De toda sorte, a regra de impedimento, que constitui uma ampliação das garantias processuais individuais, ainda que sejam indemonstráveis os receios quanto à perda de imparcialidade, pode ser criticada unicamente quanto à sua pertinência, mas jamais quanto à respectiva validade. É válida a opção legislativa. Pode-se não concordar com ela e até julgá-la contraproducente aos interesses da persecução, a despeito de que uma tal argumentação dependerá de uma série de circunstâncias estranhas à norma. Mas é norma válida e deve ser cumprida, ainda que com os ajustes hermenêuticos dogmaticamente possíveis e justificados.
Ojuiz das garantias, do ponto de vista formal, dependerá de atos das autoridades competentes para a regulação do bom andamento das atividades jurisdicionais. Mas, do ponto de vista material, será a norma do impedimento do juiz que determinou medidas cautelares na fase de investigação a grande responsável pela consolidação da ideia do incremento de nova garantia processual individual na ordem brasileira. Com ou sem a formalização do juiz das garantias, todo aquele que atuar na fase de investigação e determinar o afastamento de liberdades públicas estará impedido de atuar como juiz do processo. A partir da vigência da lei, é claro.
Nesse particular, parece-nos que os debates estão se encaminhando para o exame de questões despregadas da nova sistemática. A aplicação de lei processual é imediata, respeitados os atos já praticados. A nosso aviso, todas as investigações em curso — a partir da vigência da Lei — e que se submetam aos requisitos da prejudicialidade judicial (decisões de quebras de sigilos, prisões etc) determinarão o afastamento do juiz para o respectivo processo, se ainda não oferecida a denúncia ou queixa. Processos já instaurados (com denúncia ou queixa recebidas), evidentemente, não serão atingidos. Com ou sem a formalização do juiz das garantias.

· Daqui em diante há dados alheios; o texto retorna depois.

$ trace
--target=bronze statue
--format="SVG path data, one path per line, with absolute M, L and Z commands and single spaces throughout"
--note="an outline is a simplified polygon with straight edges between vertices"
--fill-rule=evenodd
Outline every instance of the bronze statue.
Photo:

E por que se deixou ao juiz da investigação a apreciação da denúncia, para recebimento ou para a sua rejeição? Para consolidar, ao máximo, a regra da imparcialidade, evitando-se qualquer antecipação do juiz no exame do mérito das pretensões acusatórias. Para nós, providência desnecessária, se considerarmos que o recebimento da peça acusatória há de ser parnasiano, sem incursão mais profunda nas questões de fato e de direito.

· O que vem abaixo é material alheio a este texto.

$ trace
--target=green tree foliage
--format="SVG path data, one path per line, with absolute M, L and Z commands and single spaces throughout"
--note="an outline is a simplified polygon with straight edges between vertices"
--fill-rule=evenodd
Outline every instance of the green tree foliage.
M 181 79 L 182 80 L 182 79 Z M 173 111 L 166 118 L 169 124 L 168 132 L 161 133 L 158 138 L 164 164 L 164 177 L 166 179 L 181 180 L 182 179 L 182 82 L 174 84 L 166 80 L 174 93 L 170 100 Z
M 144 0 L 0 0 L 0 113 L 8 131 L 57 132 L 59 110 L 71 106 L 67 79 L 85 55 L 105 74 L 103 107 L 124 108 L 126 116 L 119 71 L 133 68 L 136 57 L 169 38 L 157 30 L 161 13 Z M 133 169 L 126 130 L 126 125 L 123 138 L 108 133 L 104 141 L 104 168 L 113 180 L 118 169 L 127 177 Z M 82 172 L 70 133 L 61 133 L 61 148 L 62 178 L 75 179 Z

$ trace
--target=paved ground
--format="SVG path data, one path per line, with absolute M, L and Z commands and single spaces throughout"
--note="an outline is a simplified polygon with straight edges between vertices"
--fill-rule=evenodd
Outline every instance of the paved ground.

Por fim, os tribunais. Não há como negar a singularidade de órgãos colegiados.
Note-se que o Plenário do Supremo Tribunal Federal é composto de 11 magistrados, em número de cinco apenas para as Turmas. A aplicação da regra de afastamento do Relator que tiver decretado medidas cautelares na fase de investigação (nas ações penais originárias) implicaria, em princípio, a redução do colegiado para número par, a par de outros inconvenientes. Por isso, pensamos que as normas regimentais deverão resolver o problema, com o acréscimo de novo regramento das substituições de magistrados impedidos.

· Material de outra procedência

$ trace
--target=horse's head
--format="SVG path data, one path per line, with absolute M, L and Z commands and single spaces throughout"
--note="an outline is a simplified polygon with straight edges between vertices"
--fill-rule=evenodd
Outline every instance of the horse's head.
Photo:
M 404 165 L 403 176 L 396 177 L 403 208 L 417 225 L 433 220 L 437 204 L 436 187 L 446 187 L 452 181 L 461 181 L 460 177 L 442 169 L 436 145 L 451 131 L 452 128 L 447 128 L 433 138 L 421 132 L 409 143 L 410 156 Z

Uma última palavra. É claro que o juiz do processo não poderia ficar adstrito às decisões do juiz da investigação. Não porque sejam pessoas diferentes, mas porque são fases absolutamente distintas e o mesmo juiz sempre pôde, desde muito tempo, rever seus atos, quanto à necessidade da respectiva manutenção ou mesmo de sua invalidação.
Leis são assim. Dividem opiniões e preferências. Mas saibamos o que uma coisa e o que é outra.